His brother Hassan Al-Aweini, a paramedic working at Nasser Medical Complex, spent nearly 20 months in Israeli detention without charge before being released in a prisoner exchange in October 2025.
“The abuse was not only physical,” Hassan said. “There was constant psychological torture.”
“I desperately wanted to know if my father, mother, or brother Anas were alive,” he added. “But the soldiers kept telling me that my father had been killed.”
A “Killing Zone”
Euro-Med Monitor concluded that the Al-Aweini family home was a purely civilian residence, with no military presence or legitimate target that could justify the attack.
The organization says the case reflects a broader pattern seen in areas seized by Israeli forces in Gaza, where neighborhoods are transformed into “killing zones” in which anyone present is treated as a potential target.
According to the report, the attack on the Al-Aweini family during the siege of Nasser Medical Complex represents a stark example of what it describes as the material and psychological elements of genocide unfolding in Gaza.
Euro-Med is urging the International Criminal Court to include the case prominently in its investigations into Israeli crimes.
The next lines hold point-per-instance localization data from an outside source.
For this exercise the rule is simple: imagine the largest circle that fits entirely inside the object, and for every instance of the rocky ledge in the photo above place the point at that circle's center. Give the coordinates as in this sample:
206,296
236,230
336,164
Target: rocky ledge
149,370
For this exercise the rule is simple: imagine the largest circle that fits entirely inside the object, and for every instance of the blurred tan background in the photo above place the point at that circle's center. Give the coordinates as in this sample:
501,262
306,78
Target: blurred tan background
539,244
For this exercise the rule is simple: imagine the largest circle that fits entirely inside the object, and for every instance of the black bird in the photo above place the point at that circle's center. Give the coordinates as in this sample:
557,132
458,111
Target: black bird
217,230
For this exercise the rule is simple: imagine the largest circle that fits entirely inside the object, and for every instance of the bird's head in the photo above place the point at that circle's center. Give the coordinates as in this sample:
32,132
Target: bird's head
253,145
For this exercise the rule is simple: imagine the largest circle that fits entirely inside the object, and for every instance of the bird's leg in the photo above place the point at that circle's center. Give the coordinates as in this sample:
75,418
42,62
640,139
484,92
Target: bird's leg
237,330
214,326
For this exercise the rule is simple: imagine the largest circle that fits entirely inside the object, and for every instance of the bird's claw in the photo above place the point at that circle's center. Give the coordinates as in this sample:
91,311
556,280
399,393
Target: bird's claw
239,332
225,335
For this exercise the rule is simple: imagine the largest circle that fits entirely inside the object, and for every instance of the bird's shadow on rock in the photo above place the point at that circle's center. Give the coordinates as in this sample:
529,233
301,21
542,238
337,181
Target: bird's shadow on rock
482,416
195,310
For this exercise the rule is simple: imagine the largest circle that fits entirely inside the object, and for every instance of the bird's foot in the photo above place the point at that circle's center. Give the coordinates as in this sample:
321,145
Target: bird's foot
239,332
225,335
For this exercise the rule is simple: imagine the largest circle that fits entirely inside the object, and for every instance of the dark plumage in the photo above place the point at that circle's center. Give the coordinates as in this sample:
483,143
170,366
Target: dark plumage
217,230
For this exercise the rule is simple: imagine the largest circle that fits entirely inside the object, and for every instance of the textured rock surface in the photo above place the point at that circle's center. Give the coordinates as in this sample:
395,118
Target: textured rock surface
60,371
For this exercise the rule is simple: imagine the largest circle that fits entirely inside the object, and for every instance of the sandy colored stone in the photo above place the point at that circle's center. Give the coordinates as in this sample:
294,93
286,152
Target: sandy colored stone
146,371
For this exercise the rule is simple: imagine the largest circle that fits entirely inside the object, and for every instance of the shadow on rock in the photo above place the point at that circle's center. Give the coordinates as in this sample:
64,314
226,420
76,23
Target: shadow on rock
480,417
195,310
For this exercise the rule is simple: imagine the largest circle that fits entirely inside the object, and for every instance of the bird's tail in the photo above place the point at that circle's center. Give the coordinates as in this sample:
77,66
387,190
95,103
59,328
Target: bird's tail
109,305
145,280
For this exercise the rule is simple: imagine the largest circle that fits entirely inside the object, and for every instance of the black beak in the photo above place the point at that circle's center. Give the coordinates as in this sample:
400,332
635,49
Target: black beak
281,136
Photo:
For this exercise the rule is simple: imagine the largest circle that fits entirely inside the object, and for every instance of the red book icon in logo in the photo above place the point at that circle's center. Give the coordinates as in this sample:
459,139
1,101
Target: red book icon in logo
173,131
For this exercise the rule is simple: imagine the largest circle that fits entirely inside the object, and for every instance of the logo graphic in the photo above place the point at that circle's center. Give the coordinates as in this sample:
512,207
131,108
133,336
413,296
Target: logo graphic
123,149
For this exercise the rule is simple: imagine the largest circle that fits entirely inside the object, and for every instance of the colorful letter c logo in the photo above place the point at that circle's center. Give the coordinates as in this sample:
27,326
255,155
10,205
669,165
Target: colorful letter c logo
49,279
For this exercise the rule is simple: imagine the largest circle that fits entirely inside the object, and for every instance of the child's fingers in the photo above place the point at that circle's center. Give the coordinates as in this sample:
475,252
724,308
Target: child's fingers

Beyond the ICC process, the organization is calling on countries that have signed the Genocide Convention to support South
Africa’s genocide case against Israel at the International Court of Justice, impose comprehensive sanctions, enforce an arms embargo, and hold Israeli political and military leaders accountable.
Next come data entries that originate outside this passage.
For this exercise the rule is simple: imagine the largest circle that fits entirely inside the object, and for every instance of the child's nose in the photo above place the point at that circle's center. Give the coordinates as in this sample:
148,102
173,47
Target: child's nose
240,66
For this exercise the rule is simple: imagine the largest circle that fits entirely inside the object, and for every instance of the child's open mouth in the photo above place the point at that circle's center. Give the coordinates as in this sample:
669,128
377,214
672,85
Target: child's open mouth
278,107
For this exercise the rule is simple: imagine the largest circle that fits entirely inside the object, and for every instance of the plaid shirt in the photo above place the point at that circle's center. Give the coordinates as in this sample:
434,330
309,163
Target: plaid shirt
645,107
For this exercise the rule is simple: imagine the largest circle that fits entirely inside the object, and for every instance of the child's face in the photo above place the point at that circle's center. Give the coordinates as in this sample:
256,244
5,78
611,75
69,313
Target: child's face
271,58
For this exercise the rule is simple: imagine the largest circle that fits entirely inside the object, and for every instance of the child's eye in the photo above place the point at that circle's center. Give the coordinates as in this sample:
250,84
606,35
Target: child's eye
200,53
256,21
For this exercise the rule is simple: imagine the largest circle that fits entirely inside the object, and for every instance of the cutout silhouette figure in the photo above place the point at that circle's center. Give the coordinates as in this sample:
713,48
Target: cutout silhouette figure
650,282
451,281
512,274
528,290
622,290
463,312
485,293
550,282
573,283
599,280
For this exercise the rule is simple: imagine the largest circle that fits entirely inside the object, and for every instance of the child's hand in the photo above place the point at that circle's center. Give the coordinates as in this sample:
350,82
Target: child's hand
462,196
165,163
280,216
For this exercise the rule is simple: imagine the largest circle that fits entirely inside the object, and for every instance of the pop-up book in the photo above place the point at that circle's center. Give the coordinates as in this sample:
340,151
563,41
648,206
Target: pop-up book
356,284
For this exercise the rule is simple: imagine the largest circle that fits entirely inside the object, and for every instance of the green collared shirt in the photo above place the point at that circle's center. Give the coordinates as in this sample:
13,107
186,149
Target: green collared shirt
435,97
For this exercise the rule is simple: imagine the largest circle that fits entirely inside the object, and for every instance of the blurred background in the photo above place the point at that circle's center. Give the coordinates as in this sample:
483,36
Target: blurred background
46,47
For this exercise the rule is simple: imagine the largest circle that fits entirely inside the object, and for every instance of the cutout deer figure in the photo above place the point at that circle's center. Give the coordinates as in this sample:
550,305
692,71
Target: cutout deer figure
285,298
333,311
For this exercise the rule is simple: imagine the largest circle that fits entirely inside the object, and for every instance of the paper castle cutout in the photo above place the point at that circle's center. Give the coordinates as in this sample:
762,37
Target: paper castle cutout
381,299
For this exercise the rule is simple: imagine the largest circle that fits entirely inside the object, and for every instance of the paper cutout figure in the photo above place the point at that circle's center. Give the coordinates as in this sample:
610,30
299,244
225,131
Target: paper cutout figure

The group is also demanding that independent international investigators be granted access to Gaza to document violations, mass graves, and other evidence of war crimes.
A Family Destroyed
Tahani Hamdan remembers the life her family once had.
“God blessed us with five sons and three daughters,” she said. “We devoted our lives to raising them and educating them as best we could.”
“We never imagined that we could be killed or imprisoned simply because we are unarmed civilians,” she added, stressing that no one in the family belonged to any political faction.
But in a genocide, even that offers no protection.
Because the aim of the perpetrators is not merely to attack individuals, but to destroy an entire people.